OK, so what's the upshot of all of this?

Early 40K has a sense of humor (I suspect that there are other pun names I didn't pick up on). It's got a greater willingness to approach things from a "classical wargaming" standpoint, with a lot of discussion of things like communications, medical systems, and ecologies, even though the article is ostensibly just about the Ultra-Marines. 

The Space Marines are not shown as being fundamentally removed from humanity, and there's a much greater integration into human society. Think Dune's Sardaukar, an elite force but with still human concerns and outlook, versus the mono-murder-machines of current 40K. Look at the images below - same fella, Marneus Calgar, Chapter Master of the Ultra-Marines - but such a difference in proportion! And that also applies to how they interact with the setting; later 40k seeks to have its Space Marines mythic and gigantic and writ large, while this look, at least, has them human in scale, rocking goofy looking cloaks, and dealing with paperwork.


Also, the WD 97 version has dinosaurs, because fuck you, that's why. 



Marneus Calgar then and now...
Image comparison by HakoMike, here.

5 comments:

  1. The racial aspect is rewarding and a little depressing at the same time.

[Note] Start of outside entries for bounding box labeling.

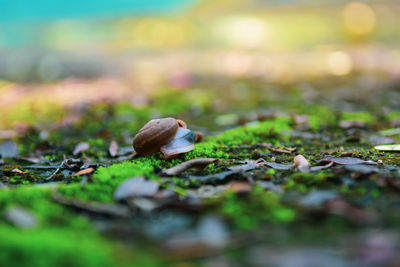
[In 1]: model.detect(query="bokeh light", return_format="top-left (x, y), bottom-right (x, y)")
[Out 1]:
top-left (343, 2), bottom-right (376, 35)
top-left (328, 51), bottom-right (353, 76)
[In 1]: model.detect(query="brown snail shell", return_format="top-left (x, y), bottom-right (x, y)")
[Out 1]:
top-left (133, 118), bottom-right (179, 155)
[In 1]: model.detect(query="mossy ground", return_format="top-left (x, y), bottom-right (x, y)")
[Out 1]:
top-left (0, 76), bottom-right (400, 266)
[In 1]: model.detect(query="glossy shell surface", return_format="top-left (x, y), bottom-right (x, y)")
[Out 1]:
top-left (133, 118), bottom-right (179, 155)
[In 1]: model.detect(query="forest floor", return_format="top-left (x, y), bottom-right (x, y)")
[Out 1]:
top-left (0, 74), bottom-right (400, 267)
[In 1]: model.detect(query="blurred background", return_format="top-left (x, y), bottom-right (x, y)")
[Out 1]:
top-left (0, 0), bottom-right (400, 128)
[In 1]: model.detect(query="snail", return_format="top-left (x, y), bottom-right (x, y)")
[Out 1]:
top-left (133, 118), bottom-right (201, 158)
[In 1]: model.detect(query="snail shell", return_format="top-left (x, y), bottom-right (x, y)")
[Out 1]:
top-left (160, 127), bottom-right (196, 159)
top-left (133, 118), bottom-right (179, 155)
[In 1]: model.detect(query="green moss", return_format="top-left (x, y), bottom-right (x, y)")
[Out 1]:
top-left (386, 111), bottom-right (400, 121)
top-left (341, 111), bottom-right (375, 124)
top-left (0, 227), bottom-right (114, 267)
top-left (217, 186), bottom-right (296, 230)
top-left (59, 117), bottom-right (291, 201)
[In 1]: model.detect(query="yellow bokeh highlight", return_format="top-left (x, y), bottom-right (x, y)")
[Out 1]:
top-left (343, 2), bottom-right (376, 35)
top-left (216, 16), bottom-right (269, 49)
top-left (327, 51), bottom-right (353, 76)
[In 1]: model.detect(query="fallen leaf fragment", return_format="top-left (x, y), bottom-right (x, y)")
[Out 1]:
top-left (339, 120), bottom-right (367, 129)
top-left (117, 151), bottom-right (138, 160)
top-left (374, 144), bottom-right (400, 151)
top-left (52, 193), bottom-right (131, 218)
top-left (310, 161), bottom-right (333, 172)
top-left (12, 169), bottom-right (28, 175)
top-left (4, 207), bottom-right (37, 228)
top-left (267, 144), bottom-right (297, 154)
top-left (72, 142), bottom-right (90, 156)
top-left (108, 140), bottom-right (119, 157)
top-left (379, 128), bottom-right (400, 136)
top-left (114, 176), bottom-right (159, 200)
top-left (226, 181), bottom-right (251, 193)
top-left (163, 158), bottom-right (218, 176)
top-left (319, 156), bottom-right (378, 165)
top-left (293, 155), bottom-right (311, 172)
top-left (73, 167), bottom-right (94, 176)
top-left (0, 140), bottom-right (19, 158)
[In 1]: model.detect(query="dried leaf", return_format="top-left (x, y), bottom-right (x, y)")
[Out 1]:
top-left (379, 128), bottom-right (400, 136)
top-left (4, 207), bottom-right (37, 228)
top-left (189, 171), bottom-right (242, 183)
top-left (114, 176), bottom-right (159, 200)
top-left (299, 190), bottom-right (339, 208)
top-left (339, 120), bottom-right (367, 129)
top-left (0, 140), bottom-right (19, 158)
top-left (108, 140), bottom-right (119, 157)
top-left (293, 155), bottom-right (311, 172)
top-left (229, 158), bottom-right (292, 172)
top-left (117, 151), bottom-right (138, 160)
top-left (72, 142), bottom-right (90, 156)
top-left (343, 164), bottom-right (379, 175)
top-left (264, 161), bottom-right (292, 171)
top-left (73, 167), bottom-right (94, 176)
top-left (310, 161), bottom-right (333, 172)
top-left (267, 144), bottom-right (297, 154)
top-left (53, 193), bottom-right (131, 218)
top-left (163, 158), bottom-right (218, 176)
top-left (226, 181), bottom-right (251, 193)
top-left (229, 159), bottom-right (265, 172)
top-left (374, 144), bottom-right (400, 151)
top-left (319, 156), bottom-right (377, 165)
top-left (12, 169), bottom-right (28, 175)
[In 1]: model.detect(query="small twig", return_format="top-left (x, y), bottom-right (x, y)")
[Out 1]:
top-left (163, 158), bottom-right (218, 176)
top-left (45, 160), bottom-right (64, 181)
top-left (293, 155), bottom-right (311, 172)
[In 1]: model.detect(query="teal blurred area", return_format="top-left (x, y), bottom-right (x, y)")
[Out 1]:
top-left (0, 0), bottom-right (195, 23)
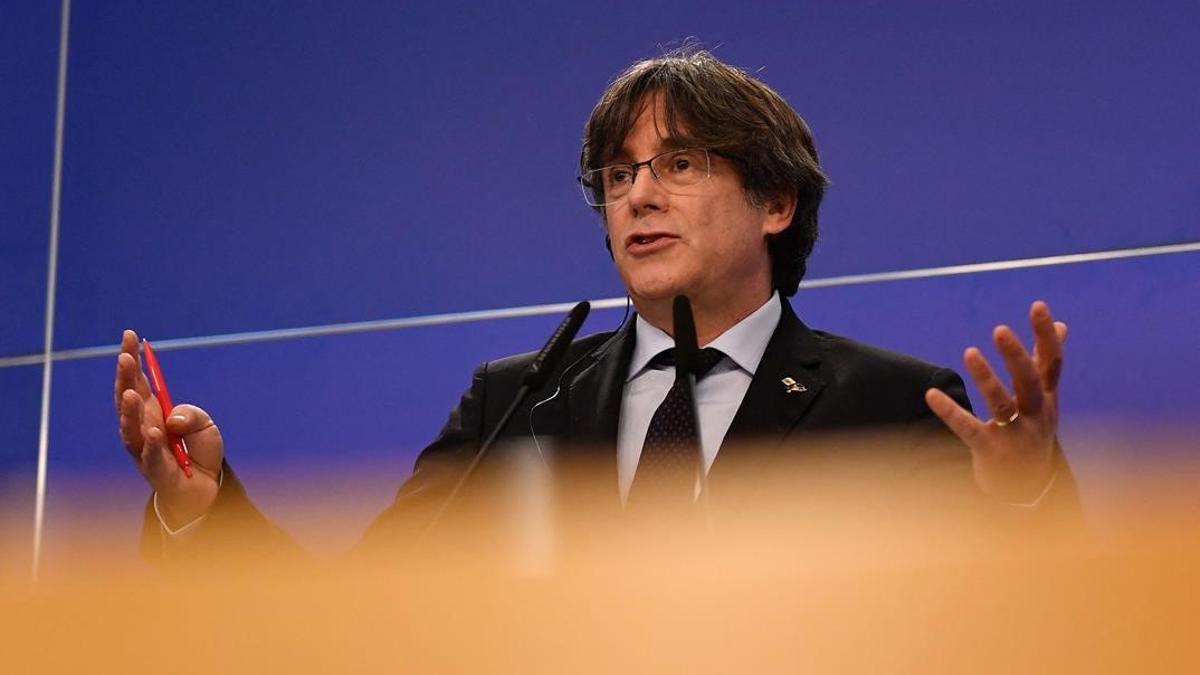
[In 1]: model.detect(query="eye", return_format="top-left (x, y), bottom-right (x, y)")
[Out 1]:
top-left (667, 150), bottom-right (700, 173)
top-left (604, 167), bottom-right (634, 185)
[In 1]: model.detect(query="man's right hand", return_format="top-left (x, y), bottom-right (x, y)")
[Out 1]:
top-left (113, 330), bottom-right (224, 528)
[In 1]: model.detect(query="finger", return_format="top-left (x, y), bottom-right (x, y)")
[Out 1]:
top-left (992, 325), bottom-right (1043, 414)
top-left (113, 330), bottom-right (150, 406)
top-left (167, 404), bottom-right (214, 436)
top-left (119, 389), bottom-right (145, 459)
top-left (142, 426), bottom-right (180, 482)
top-left (925, 389), bottom-right (984, 449)
top-left (1030, 300), bottom-right (1066, 393)
top-left (962, 347), bottom-right (1016, 419)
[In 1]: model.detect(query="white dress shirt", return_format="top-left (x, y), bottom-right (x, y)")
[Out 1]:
top-left (617, 292), bottom-right (782, 502)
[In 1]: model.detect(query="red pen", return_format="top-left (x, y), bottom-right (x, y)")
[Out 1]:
top-left (142, 339), bottom-right (192, 478)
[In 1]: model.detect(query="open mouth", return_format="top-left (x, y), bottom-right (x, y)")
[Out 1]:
top-left (626, 232), bottom-right (678, 250)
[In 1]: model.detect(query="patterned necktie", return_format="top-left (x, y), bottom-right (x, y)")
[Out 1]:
top-left (626, 348), bottom-right (725, 510)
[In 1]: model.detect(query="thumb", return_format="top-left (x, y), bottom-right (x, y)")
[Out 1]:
top-left (167, 404), bottom-right (214, 436)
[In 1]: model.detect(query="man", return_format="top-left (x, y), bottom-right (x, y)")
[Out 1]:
top-left (115, 52), bottom-right (1074, 557)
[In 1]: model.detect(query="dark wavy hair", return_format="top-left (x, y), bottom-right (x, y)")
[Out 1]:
top-left (580, 47), bottom-right (829, 295)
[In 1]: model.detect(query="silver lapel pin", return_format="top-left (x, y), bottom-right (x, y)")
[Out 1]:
top-left (780, 377), bottom-right (809, 394)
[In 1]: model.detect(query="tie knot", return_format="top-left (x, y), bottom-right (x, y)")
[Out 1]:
top-left (650, 347), bottom-right (725, 380)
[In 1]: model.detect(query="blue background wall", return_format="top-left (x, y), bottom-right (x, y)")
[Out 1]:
top-left (0, 0), bottom-right (1200, 562)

    I had always assumed that the 'Magic White People In Space' part of it was kind-of baked-in from the beginning. It didnt really offend or bother me that way. Now I can see it's not just happenstance, its a choice, albeit a mainly-unconcious one. It makes it feel more like a failure than it did.

    ReplyDelete
    Replies
    1. I'm of the same mind - I assumed it just happened by accident too.

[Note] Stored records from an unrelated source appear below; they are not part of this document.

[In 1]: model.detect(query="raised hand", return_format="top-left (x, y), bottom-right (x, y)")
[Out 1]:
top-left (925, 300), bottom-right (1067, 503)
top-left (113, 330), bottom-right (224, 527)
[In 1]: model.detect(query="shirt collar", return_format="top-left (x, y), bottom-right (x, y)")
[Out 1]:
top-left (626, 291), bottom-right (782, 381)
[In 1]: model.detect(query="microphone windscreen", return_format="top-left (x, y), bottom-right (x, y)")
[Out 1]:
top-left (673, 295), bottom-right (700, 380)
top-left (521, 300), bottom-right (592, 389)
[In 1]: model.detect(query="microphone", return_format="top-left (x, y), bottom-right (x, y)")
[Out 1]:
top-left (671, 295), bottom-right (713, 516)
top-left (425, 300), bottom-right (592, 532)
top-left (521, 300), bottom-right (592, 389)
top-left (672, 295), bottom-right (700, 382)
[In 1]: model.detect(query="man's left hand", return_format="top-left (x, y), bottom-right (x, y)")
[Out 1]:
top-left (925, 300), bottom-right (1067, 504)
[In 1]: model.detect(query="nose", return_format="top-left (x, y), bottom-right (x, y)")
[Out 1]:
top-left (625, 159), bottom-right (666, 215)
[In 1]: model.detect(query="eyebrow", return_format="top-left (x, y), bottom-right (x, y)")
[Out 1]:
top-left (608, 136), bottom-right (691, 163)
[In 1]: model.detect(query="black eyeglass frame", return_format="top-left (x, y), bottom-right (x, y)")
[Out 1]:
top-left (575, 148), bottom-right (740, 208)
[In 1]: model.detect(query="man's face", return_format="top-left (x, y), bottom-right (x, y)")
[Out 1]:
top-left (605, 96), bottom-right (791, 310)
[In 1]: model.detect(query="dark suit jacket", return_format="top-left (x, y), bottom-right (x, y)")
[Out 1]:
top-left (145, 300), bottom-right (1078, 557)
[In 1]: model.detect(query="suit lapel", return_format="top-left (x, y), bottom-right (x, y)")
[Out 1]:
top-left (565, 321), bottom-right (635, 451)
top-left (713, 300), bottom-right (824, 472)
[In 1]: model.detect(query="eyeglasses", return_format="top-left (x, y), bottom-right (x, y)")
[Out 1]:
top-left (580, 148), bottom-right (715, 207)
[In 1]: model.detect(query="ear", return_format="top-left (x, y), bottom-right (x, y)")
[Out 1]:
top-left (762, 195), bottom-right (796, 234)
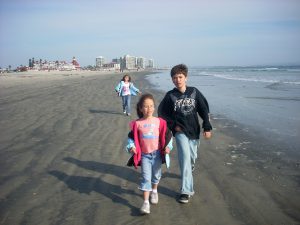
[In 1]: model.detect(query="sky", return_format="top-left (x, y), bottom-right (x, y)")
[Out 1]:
top-left (0, 0), bottom-right (300, 68)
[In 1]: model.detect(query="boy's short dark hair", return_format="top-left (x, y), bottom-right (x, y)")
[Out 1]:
top-left (171, 64), bottom-right (188, 77)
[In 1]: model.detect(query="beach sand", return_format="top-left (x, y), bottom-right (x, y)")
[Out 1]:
top-left (0, 72), bottom-right (300, 225)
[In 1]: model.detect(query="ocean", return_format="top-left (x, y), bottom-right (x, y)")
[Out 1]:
top-left (147, 66), bottom-right (300, 157)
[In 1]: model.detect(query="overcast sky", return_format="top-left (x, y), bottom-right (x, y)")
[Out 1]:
top-left (0, 0), bottom-right (300, 68)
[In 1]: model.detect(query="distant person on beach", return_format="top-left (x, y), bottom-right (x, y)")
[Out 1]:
top-left (158, 64), bottom-right (212, 203)
top-left (126, 94), bottom-right (173, 214)
top-left (115, 74), bottom-right (141, 116)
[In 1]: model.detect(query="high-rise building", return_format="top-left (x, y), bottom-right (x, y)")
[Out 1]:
top-left (137, 57), bottom-right (146, 69)
top-left (124, 55), bottom-right (136, 70)
top-left (96, 56), bottom-right (105, 68)
top-left (147, 59), bottom-right (154, 69)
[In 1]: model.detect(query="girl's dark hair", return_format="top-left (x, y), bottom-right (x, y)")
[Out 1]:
top-left (136, 94), bottom-right (155, 118)
top-left (171, 64), bottom-right (188, 77)
top-left (122, 74), bottom-right (131, 82)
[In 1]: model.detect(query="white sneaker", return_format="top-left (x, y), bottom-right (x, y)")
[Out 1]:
top-left (150, 192), bottom-right (158, 204)
top-left (140, 202), bottom-right (150, 214)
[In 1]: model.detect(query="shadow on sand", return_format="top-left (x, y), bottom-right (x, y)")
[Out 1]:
top-left (49, 157), bottom-right (179, 216)
top-left (89, 109), bottom-right (123, 115)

      I like these Ultra-Marines a lot better.

      Delete
  2. Nice write up...glad you discovered Oldhammer. ;)

    ReplyDelete
  3. Hey Punka,

    Thanks for this. If 40K fails to be punk, it is nothing.

    ReplyDelete
  4. I always thought 40k's eurocentrism was part of the whole package. It's the anti-Trek; the future where everyone is xenophobic and superstitious. The imperium is a world where the bad guys won.